Sunday, 2 August 2009

Getting Older - Getting Stronger

I have been counselling a 40 year old (and his partner) over the last 6 or 7 weeks.

He (Justin) under went Open Heart Surgery 5 weeks ago and before the event was very fearful, almost scared about the experience he was about to go through.

My conversations with Justin and his partner covered a range of things all based around the surgery process and what he would experience afterwards.

Put simply, he thought life as he knew it was about to end. Justin likes a beer on a hot day and was concerned he could never have a beer again. He enjoys restoring and riding old motor bikes and believed he would not be able to do any manual work again, let alone ride a motor bike again.

I spent a good deal of time outlining not only what happened pre and immediately post surgery, but also what he could expect during the first 6 weeks or so and what he could do to help himself.
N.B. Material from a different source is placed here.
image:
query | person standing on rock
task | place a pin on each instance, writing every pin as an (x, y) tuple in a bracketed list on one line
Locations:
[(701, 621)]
It is common for people under going such an invasive procedure to believe their ability to perform physical activity will be lost forever when in fact nothing is further from the truth.

There is also a belief that as we get older, we lose the capacity for physical activity including athletic performance.

In one of my conversations with Justin I mentioned that despite my heart surgery, at 50 years of age I am fitter, stronger, more active, energetic and mentally alert than I was at 30 years of age.

I have felt this for some time but have never actually articulated it before, partly because society almost requires us to succumb to ageness.

I was therefore very interested to read this quote in an article on about the impact the Raleigh Cycling Team had on racing in the USA. The quote is from John Howard, one of the original team members who now runs a coaching business in San Diego. He had this to say:

"the body is capable of maintaining much more than we ever gave it credit for. Now we realise it is not so much about age, it is how you perceive that. (Back then) you heard athletes talking about their age as if it were a handicap. I choose not to accept it as a handicap. I look at it as a challenge. It is the only intelligent way to judge it"

John Howard (the Coach) comments resonated with me and one of my personal objectives that on each and every birthday, I can be fitter, stronger and healthier than I was on the previous birthday. (And this is my wish for everyone)

As a society we are almost conditioned to give into age. We use it as an excuse for not doing this or that and for that matter, as an excuse for justifying things we do.

It is time for us all to eliminate the excuses and get on with the journey.

(Here is the full article


Groover said...

Thanks Colin. Great post.
And I agree, too. I'm now (not right now but now in general) fitter than I was ten years ago.

Just one thing: would you stop lying about your age, please. There's no way you are 50! :-)

Colin said...

Groover - are suggesting I am older than 50? I have the CA licence to prove it.